Another “glitch” caused King County Metro to lose $76,400 in one day. Apparently, card readers on were inoperable on buses. As a result, those with bus cards could not use them. Via MyNorthwest.com:
“About 60 percent of riders use ORCA cards to pay for their trips on Metro buses. The pre-paid cards are tapped on a reader when boarding the bus. But those readers weren’t operational on June 8. Riders were not barred from using the bus, however, and were allowed to ride free that day.”

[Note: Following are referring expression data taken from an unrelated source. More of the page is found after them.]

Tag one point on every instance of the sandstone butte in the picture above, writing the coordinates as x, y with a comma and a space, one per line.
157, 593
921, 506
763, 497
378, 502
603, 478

King County Metro, of course, had an excuse. According to Metro, a “calendar error with a new ORCA data load schedule didn’t update with the current bus schedule data.” MyNorthwest.com:
“Basically, two different computer programs didn’t sync properly and they could not communicate. A total of 870 buses were reporting problems with their card readers before 7:30 a.m, however, a total of 1,000 buses reported some problem with the readers throughout the day. Metro has about 1,280 buses on the road each day.”
In the past, individual busses faced similar “glitches,” This is the first widespread incident of such a system failure.
Technical problems are understandable — mistakes happen. Repeated mistakes, however, become frustrating when they are due to seemingly endemic incompetence — something Metro has exhibited in the past.
A perfect example of such incompetence is Metro’s decision to “get rid of one trash can near a bus stop because too many people were using it.” A trashcan at a bus stop in Seattle’s Alki neighborhood filled quickly (it was right outside of a Starbucks). So, rather than add an extra trash bin or get a larger one, Metro decided to get rid of the “too often used” trash bin altogether.
Apparently, litter is preferable to getting a larger trash bin.
This is the incompetence that plagues King County Metro — and so many other government agencies. Unfortunately, it’s incompetence that all too often impacts working families, and their pocketbooks.